The Fresh Loaf

News & Information for Amateur Bakers and Artisan Bread Enthusiasts

How does this very violent baguette shaping video lead to such a great crumb?

Phunkey Pharaoh's picture
Phunkey Pharaoh

How does this very violent baguette shaping video lead to such a great crumb?

Hi all,

I've been pursuing the art of the baguette in terms of both ears and crumb. I found a video (here) which produced a loaf that was amazing in both regards, but the way he shapes the bread in the video goes against everything I know since it basically consists of slapping the dough, and has no preshaping stage. Can anyone please make sense of the method and why it produced such an amazing baguette?

Phunkey

BaniJP's picture
BaniJP

I think the slapping is half technique and half for show (since it's an ASMR video). With that amount of yeast I'm not surprised it works. I use half that amount for triple the dough and get similar(-ish) results! Plus they are using a poolish, which adds more strength and rising power (and flavor). You could probably flatten that dough with a steam roller and it would still work.

Silent Pain's picture
Silent Pain

Poolish starter? 

BaniJP's picture
BaniJP

A poolish is basically prefermented dough. It's usually made with water, flour and a little yeast and left at room temp for 10-12 h. Other common preferments are sourdough starter, sponge (usually used for sweeter goods) and biga (an Italian version, but I don't really know the difference). The ratios and techniques vary, but the idea is always the same. They add a nice, more complex flavor as well as rising power to the dough.

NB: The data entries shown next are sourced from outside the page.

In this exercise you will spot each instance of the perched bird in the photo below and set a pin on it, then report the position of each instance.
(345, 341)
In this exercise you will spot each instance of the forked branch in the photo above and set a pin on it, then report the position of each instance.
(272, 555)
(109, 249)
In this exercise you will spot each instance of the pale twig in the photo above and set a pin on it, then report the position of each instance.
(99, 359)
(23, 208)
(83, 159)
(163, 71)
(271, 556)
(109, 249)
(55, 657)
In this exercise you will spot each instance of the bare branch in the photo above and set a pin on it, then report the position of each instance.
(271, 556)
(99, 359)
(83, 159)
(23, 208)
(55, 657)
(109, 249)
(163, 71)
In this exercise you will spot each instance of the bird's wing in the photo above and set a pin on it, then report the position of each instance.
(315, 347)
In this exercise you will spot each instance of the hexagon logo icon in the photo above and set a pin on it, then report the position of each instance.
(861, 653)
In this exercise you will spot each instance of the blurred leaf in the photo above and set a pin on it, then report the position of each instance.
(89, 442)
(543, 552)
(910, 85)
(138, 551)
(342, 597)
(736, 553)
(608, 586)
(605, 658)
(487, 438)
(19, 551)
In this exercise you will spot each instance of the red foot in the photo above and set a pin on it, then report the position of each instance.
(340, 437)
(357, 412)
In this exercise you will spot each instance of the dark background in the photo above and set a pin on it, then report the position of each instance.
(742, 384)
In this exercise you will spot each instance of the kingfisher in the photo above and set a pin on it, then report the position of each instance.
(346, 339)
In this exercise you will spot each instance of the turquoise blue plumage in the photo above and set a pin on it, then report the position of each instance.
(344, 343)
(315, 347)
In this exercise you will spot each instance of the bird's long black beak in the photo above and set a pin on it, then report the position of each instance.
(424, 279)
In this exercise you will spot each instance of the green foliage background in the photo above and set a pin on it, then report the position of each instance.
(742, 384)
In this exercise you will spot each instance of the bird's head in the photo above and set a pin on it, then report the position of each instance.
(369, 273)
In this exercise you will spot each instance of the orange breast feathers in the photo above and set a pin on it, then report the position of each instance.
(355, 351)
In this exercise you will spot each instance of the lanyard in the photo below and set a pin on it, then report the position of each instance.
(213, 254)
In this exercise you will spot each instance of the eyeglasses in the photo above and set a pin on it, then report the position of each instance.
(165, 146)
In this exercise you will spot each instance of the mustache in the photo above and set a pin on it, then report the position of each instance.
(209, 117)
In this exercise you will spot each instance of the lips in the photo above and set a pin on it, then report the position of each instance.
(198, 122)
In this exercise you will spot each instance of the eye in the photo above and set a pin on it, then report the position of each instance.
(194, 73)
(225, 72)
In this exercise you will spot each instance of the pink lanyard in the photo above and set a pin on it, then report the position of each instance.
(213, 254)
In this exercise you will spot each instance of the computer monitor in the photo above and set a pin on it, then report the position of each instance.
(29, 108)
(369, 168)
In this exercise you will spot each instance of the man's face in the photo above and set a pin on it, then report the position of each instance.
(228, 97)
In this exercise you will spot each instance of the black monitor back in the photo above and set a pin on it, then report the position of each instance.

If you have the time (and patience), I would recommend to do it, you always get better results. Pre-mix a portion of the water and flour (maybe 20-30%) with a pinch of yeast and let it sit overnight at room temp, then mix with the rest of the ingredients. Maybe you need to shorten your bulk-fermenting and final proof a little.

Silent Pain's picture
Silent Pain

I think I'll give it a try on my next bake, thanks for the answer. 

Phunkey Pharaoh's picture
Phunkey Pharaoh

So using a lot of yeast can create such great results even if the dough is handled too roughly? That fits with certain results I had before on a ciabatta that rose in 1.5 hours (using a poolish and extra yeast in the final dough). I might give that a try. Thanks!

Hotbake's picture
Hotbake

He's using commercial yeast. With the low hydration, it's pretty forgiving and you can be as rough as knocking all the air bubbles out, shape and reshape, mess up the final proof and reshape and reproof and get away with it.